How can the C++ Eigen library perform better than specialized vendor libraries?

I was looking over the performance benchmarks: http://eigen.tuxfamily.org/index.php?title=Benchmark

I could not help but notice that eigen appears to consistently outperform all the specialized vendor libraries. The questions is: how is it possible? One would assume that mkl/goto would use processor specific tuned code, while eigen is rather generic.

Notice this http://download.tuxfamily.org/eigen/btl-results-110323/aat.pdf, essentially a dgemm. For N=1000 Eigen gets roughly 17Gf, MKL only 12Gf


Solution 1:

Eigen has lazy evaluation. From How does Eigen compare to BLAS/LAPACK?:

For operations involving complex expressions, Eigen is inherently faster than any BLAS implementation because it can handle and optimize a whole operation globally -- while BLAS forces the programmer to split complex operations into small steps that match the BLAS fixed-function API, which incurs inefficiency due to introduction of temporaries.
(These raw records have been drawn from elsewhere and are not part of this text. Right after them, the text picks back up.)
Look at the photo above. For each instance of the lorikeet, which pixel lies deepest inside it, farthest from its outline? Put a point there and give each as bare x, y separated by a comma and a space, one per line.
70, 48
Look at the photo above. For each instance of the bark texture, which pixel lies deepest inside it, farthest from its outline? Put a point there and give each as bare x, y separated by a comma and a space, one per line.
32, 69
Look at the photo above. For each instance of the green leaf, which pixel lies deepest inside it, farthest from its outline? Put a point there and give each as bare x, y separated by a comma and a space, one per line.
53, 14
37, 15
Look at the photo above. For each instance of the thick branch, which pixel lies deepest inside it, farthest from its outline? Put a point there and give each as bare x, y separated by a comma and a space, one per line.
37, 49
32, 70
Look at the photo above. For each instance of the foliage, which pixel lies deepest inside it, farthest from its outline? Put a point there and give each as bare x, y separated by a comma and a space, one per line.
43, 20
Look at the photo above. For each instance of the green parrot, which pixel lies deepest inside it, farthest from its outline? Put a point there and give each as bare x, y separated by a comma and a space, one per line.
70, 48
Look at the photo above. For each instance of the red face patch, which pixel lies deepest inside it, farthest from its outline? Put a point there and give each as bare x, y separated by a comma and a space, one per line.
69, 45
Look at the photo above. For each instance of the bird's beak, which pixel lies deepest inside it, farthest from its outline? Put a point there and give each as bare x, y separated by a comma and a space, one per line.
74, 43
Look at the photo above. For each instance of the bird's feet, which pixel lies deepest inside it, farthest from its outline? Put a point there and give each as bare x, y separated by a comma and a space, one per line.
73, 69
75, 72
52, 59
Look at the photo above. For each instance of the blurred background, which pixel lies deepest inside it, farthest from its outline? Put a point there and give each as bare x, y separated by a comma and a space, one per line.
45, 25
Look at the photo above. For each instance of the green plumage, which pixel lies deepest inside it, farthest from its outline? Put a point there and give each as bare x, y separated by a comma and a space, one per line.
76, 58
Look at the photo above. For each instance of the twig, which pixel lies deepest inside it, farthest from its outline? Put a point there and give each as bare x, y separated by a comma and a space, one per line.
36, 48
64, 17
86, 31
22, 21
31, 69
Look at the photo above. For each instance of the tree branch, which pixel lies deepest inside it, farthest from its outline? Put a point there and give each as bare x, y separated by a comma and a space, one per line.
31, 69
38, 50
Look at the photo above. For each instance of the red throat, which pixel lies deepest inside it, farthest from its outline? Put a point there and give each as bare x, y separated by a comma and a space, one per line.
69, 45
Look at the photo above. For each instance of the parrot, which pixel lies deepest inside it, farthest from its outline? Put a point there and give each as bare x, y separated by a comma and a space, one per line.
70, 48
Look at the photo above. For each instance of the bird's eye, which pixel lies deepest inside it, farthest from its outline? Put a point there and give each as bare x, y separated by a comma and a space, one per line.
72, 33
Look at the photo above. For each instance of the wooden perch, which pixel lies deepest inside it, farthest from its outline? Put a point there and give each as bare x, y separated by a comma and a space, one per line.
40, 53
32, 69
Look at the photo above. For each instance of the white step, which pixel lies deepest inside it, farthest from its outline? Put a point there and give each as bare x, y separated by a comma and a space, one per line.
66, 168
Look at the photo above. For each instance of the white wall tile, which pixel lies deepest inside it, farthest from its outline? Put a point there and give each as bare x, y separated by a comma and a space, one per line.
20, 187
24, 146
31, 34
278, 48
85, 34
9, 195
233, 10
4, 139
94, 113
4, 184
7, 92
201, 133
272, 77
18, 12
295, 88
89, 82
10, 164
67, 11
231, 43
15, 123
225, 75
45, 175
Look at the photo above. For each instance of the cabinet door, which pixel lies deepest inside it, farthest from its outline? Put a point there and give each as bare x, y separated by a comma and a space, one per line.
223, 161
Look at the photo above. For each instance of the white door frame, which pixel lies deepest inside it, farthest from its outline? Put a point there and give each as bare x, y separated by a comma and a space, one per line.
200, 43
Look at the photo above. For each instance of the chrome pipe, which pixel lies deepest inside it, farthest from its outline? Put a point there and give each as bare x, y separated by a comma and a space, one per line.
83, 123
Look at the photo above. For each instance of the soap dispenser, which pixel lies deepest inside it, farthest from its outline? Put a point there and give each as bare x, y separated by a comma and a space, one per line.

See for instance the benchmark result of a Y = aX + bY operation which involves two calls to BLAS level1 routines while Eigen automatically generates a single vectorized loop.

The second chart in the benchmarks is Y = a*X + b*Y, which Eigen was specially designed to handle. It should be no wonder that a library wins at a benchmark it was created for. You'll notice that the more generic benchmarks, like matrix-matrix multiplication, don't show any advantage for Eigen.

Solution 2:

Benchmarks are designed to be misinterpreted.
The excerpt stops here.